The following is a guest post courtesy of Becky Whitney and her Sandbox Book Club Recommendation of Rub Some Dirt on It-
Dig Dig Digging
by Margaret Mayo
I don't know about your toddler girls and boys (especially the boys), but mine is incredibly obsessed with cars and trucks and things that go. Especially loud things that go, like construction vehicles. You might say that we have one or two laying around the house.
And those are just a few I could grab on the fly.
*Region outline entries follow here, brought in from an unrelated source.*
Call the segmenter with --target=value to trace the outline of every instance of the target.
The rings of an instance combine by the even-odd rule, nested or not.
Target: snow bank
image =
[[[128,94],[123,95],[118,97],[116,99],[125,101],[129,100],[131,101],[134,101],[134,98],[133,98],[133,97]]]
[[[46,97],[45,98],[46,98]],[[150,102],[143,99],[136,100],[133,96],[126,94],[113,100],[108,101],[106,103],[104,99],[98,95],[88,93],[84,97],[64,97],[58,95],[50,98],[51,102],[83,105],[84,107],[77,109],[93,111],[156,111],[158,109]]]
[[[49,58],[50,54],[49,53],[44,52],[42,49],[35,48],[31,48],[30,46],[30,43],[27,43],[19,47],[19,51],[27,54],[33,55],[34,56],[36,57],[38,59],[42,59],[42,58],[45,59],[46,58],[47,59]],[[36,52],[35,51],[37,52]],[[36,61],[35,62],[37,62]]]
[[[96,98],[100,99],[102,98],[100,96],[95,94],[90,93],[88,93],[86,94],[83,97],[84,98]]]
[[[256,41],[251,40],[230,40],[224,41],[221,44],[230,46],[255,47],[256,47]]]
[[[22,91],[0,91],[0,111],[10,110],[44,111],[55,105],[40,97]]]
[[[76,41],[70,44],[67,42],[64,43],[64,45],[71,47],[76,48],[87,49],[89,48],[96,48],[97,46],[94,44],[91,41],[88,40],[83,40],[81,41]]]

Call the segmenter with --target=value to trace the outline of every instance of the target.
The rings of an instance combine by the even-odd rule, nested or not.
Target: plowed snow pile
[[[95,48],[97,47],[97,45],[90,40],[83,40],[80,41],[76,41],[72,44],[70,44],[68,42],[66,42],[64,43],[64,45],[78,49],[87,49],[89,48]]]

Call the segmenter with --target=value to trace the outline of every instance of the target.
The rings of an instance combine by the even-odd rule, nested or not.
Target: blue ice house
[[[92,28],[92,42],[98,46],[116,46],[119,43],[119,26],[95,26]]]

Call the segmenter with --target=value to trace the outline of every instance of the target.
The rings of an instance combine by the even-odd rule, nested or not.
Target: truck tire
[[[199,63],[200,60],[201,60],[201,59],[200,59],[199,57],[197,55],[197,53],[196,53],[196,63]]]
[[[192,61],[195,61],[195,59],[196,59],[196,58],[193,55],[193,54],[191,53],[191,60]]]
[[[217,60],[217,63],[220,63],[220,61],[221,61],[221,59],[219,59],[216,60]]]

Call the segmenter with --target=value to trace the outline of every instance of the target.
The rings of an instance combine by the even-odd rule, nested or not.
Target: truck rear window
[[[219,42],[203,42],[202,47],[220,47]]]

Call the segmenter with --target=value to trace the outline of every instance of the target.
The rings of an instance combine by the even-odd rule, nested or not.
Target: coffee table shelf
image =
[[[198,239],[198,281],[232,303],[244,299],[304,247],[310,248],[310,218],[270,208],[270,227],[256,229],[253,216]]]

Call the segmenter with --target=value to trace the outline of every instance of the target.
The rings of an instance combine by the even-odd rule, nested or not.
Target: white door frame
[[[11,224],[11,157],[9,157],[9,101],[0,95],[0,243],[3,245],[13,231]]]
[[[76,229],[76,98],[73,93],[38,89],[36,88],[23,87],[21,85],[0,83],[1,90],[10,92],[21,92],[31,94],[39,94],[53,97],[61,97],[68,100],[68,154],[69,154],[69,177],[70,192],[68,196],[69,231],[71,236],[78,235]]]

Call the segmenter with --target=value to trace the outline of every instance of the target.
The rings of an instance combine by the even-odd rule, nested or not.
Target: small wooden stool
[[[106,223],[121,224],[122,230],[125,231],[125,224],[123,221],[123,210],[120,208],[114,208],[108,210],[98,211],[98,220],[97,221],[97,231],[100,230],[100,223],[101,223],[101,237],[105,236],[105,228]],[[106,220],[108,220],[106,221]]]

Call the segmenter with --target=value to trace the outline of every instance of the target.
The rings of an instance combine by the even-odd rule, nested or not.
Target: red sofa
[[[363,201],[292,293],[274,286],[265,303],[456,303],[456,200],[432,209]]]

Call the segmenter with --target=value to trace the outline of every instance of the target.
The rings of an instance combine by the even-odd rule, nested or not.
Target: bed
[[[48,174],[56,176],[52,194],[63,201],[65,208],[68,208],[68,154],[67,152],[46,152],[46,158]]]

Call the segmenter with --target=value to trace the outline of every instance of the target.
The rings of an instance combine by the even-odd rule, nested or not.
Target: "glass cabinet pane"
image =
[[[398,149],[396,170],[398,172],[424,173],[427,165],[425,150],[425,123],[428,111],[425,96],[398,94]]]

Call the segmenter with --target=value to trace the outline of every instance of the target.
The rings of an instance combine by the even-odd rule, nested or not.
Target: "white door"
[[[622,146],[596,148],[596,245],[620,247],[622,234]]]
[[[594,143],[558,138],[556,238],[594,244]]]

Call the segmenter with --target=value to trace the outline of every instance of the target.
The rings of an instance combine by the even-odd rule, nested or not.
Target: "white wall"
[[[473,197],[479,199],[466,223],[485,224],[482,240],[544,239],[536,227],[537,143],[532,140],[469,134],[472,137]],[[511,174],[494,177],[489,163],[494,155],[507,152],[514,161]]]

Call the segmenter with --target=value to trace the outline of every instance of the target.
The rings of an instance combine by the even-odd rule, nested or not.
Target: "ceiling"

And I don't know about your toddler boys and girls, but my 26-month-old is starting to transition out of his nap, a part of the day that I hold sacred and cling to with every fiber of my being (and yes, he still has a binkie. You caught me). Just as I get the baby good and consistent with her afternoon nap, her brother decides that he's pretty much over it. What's a mom to do? Well, for starters, he is still in his crib so I lock him in there for at least an hour and a half every day. It's his down time, and sometimes he falls asleep in there, probably out of sheer boredom. But on days (like today), when there is no nap in sight and his crib becomes his playground, I let him bring a plethora of toys and books to bed and pray that the occasional Vrooom! doesn't wake the baby.
So if your toddler is like mine, dodging his or her nap and/or loves all things with wheels, then do I have the book for you. Dig Dig Digging, which I found at the Yankee Bookstore in Woodstock, Vermont, is hard to find in the average chain bookstore, although I have no idea why. It's an awesome little board book that uses four-line verses about each vehicle to create a sort of refrain; every vehicle in the book "can work all day." Jackson loves sing-songing it along with me at the end of every page, and remembers what every truck or vehicle is good at. "Bulldozers are good at push, push, pushing" or "Fire engines are good at race, race, racing!" Since we also have a fire engine or two laying around, it's a great book to help integrate reading with playtime. The illustrations are vibrant and there is some interesting vocabulary words in there, too, like "caterpillar treads." Being a mom of a toddler boy, I was glad to learn that terminology myself and have actually employed it once or twice.
Dig Dig Digging was a huge find when Jackson was past the identification phase of reading and started to apply what he knew. He knew what a crane was, then he wanted to know what they were used for. For lift, lift, lifting, of course!
I would say you couldn't go wrong including this book in any one-year-old's birthday present or to brighten your little big-rig-lover’s day!